Usage
This chapter describes how to use Bolson.
Requirements
To use Bolson, you need the following:
- A source of JSON data that acts as a TCP server. Bolson operates as long as the connection is alive.
- An Apache Pulsar broker.
- An Apache Arrow Schema
- Unless fixed schema parsing implementations are used, such as specific FPGA implementations.
Arrow Schema
For Bolson to read Arrow Schemas, they need to be serialized to a file using Arrow's built-in schema serialization facility.
An example of how to define and serialize a schema in Python:
import pyarrow
schema = pyarrow.schema([pyarrow.field("field", pyarrow.uint64())])
pyarrow.output_stream("example.as").write(schema.serialize())
JSON data source
If you do not have a JSON data source that can act as a TCP server, it is possible to generate random JSON data using a companion project of Bolson named Illex.
Illex is used throughout this example.
The requirements for a JSON data source acting as a TCP are simple. When Bolson
connects, the source can start sending data, without any additional protocol,
with the exception that each JSON object must be terminated by the newline
character '\n'
.
Pulsar broker
If you do not have a Pulsar broker, it can easily be spawned locally using Docker:
docker run -it --rm -p 6650:6650 -p 8080:8080 apachepulsar/pulsar bin/pulsar standalone
Subcommands
Bolson knows two subcommands, stream
and bench
.
- Stream: Convert JSONs and publish them to Pulsar in a streaming fashion.
- Bench: Run micro-benchmarks of specific components of Bolson.
Stream
Produce Pulsar messages from a JSON TCP stream.
Usage: bolson stream [OPTIONS] [input]
Positionals:
input TEXT:FILE Serialized Arrow schema file for records to convert to.
Options:
-h,--help Print this help message and exit
--latency TEXT Enable batch latency measurements and write to supplied file.
--metrics TEXT Write metrics to supplied file.
--max-rows UINT=1024 Maximum number of rows per RecordBatch.
--max-ipc UINT=5232640 Maximum size of IPC messages in bytes.
--threads UINT=1 Number of threads to use for conversion.
-p,--parser ENUM:value in {arrow->0,opae-battery->1,opae-trip->2} OR {0,1,2}=0
Parser implementation. OPAE parsers have fixed schema and ignore schema supplied to -i.
-i,--input TEXT:FILE Serialized Arrow schema file for records to convert to.
--arrow-buf-cap UINT=16777216 Arrow input buffer capacity.
--arrow-seq-col=0 Arrow parser, retain ordering information by adding a sequence number column.
--battery-afu-id TEXT OPAE "battery status" AFU ID. If not supplied, it is derived from number of parser instances.
--battery-num-parsers UINT=8 OPAE "battery status" number of parser instances.
--battery-seq-col=0 OPAE "battery status" parser, retain ordering information by adding a sequence number column.
--trip-afu-id TEXT OPAE "trip report" AFU ID. If not supplied, it is derived from number of parser instances.
--trip-num-parsers UINT=4 OPAE "trip report" number of parser instances.
-u,--pulsar-url TEXT=pulsar://localhost:6650/ Pulsar broker service URL.

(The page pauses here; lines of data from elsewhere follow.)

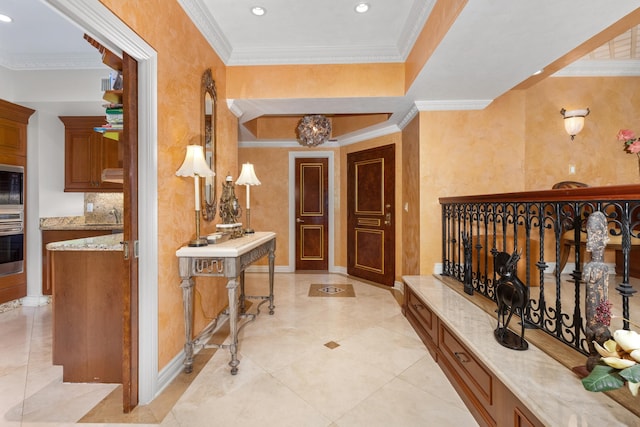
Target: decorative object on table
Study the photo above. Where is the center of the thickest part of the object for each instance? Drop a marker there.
(229, 206)
(631, 142)
(248, 178)
(466, 243)
(511, 296)
(621, 357)
(313, 130)
(194, 165)
(208, 114)
(574, 120)
(596, 279)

-t,--pulsar-topic TEXT=non-persistent://public/default/bolson
Pulsar topic.
--pulsar-max-msg-size UINT=5232640
--pulsar-producers UINT=1 Number of concurrent Pulsar producers.
--pulsar-batch Enable batching Pulsar producer(s).
--pulsar-batch-max-messages UINT=1000 Pulsar batching max. messages.
--pulsar-batch-max-bytes UINT=131072 Pulsar batching max. bytes.
--pulsar-batch-max-delay UINT=10 Pulsar batching max. delay (ms).
--host TEXT=localhost JSON source TCP server hostname.
--port UINT=10197 JSON source TCP server port.
Bench
Run micro-benchmarks on isolated pipeline stages.
Usage: bolson bench [OPTIONS] SUBCOMMAND
Options:
-h,--help Print this help message and exit
Subcommands:
client Run TCP client interface microbenchmark.
convert Run JSON to Arrow IPC convert microbenchmark.
queue Run queue microbenchmark.
pulsar Run Pulsar publishing microbenchmark.